Almost 5 years ago I departed from the private sector to go into private sector development hoping to bring business mindset and support social entrepreneurship and inclusive business growth. And I both did and didn’t. In the UN Development Private Sector team we were just advocates for the inclusive business strategies, and tremendous business opportunities tied to expanding your go to market or target audience to the bottom of the pyramid. But now when I am really trying to do it, I wake up with too many challenges and dilemmas on my 6th month of the social start up life.

When I was in NYU — Abu Dhabi program Venture Launchpad — one of our mentor, who was very enthusiastic to the idea of my start up — asked to the audience “What is better? First, make some money and then do good? Or just do good but never build anything too cool?”

The majority of the participants fully agreed on the first choice, acknowledging how much more can be done if keeping the business acumen all along from the very beginning, and I argued that they are pathetic and just wish to stay within their comfort zone — where money is: throwing fin-tech, blockchain, AI into their pitch decks, and getting put off with the words vulnerable youth and refugees — that was in dominance in mine.

Almost three months later this is where I found myself thinking. It takes a lot to build a product — business process. Services are rarely scalable and NGOs and quasi-NGOs, i.e. including many social enterprises, prefer this space as they come with the mindset of servitude and public service in general. It is a ‘sexy’ space, easily picked up by media because of all of us want to do something good with our lives. But they rarely scale because building franchisable system or working businesses processes that some service companies, like advisory firms, do require a lot of investment in talent so to increase the bottom line that is just often not there for/in NGOs. Understaffed and hungry for funding they often run themselves into trying to sustain as opposed to improve.

In my ideal world:

  • business people are driven by increasing share-holder value, thus very concerned in choosing best and most efficient ways, best vendors, and driving customer demand.
  • the social ecosystem, even if rely on funding, should be run with the very same ways but driven by the principle of social good — firm belief in the ideal, igniting just the same perseverance within them.

But in my opinion, the second version has not been achieved. Somewhere along the way, the original ideal just gets forgotten, the ‘musts’ became ‘shoulds’ or ‘maybes’. People have become very comfortable.
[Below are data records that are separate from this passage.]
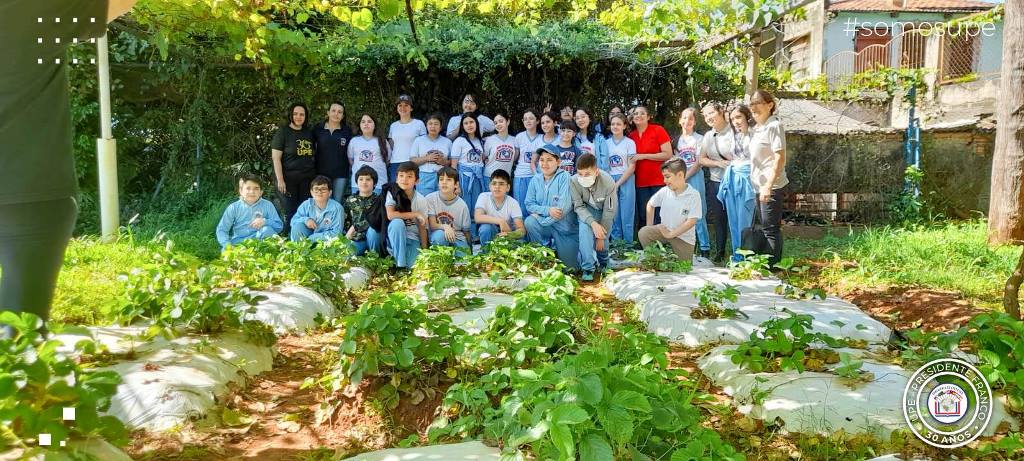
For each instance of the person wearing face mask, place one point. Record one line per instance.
(595, 201)
(469, 107)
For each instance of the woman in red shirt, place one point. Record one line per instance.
(653, 148)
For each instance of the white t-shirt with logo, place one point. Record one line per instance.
(454, 213)
(688, 148)
(677, 208)
(509, 210)
(424, 145)
(367, 152)
(501, 154)
(586, 145)
(419, 204)
(526, 148)
(620, 154)
(402, 134)
(468, 153)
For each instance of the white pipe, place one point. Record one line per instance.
(107, 151)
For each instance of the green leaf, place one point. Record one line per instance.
(567, 414)
(631, 401)
(363, 18)
(595, 448)
(591, 388)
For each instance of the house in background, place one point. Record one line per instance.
(842, 38)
In parallel, businesses are opening up to inclusive models and it is a promising trend. Microsoft, Google, L’Occitane, IKEA… But the reason, why the inclusive business is easier than a social enterprise model, because they ALREADY built their processes with the grind of the business and not of the social sector. They invested themselves to build something from scratch driven by the ideals of markets first, and not with the ideals of empathy and servitude.

So, now I am rethinking on what the audience responded back then in September. I no longer find them pathetic, I find them smart. Indeed they can achieve more, because they won’t be put off with the inefficiencies, challenges and obstacles along the way — they would build a working system, working process, market-driven product first, and find the ways to integrate social impact when their run way, confidence and safe space to socially innovate would get to another level. They won’t run themselves and most importantly their processes into dependency of NGOs that dominate that ecosystem. Instead, they will come later, with the working system.

Thanks for reading my reflection on this bumpy journey of a start up. And I no longer want to add “of a social enterprise”. The best to do is to take a social challenge and make it into a business opportunity. It can be a bit harder and you need to stretch just a bit more than the regular, but make it a business. Not a quasi-NGO. The social impact part can be your lighthouse on your way to energize you when things get tougher, but still make it a business.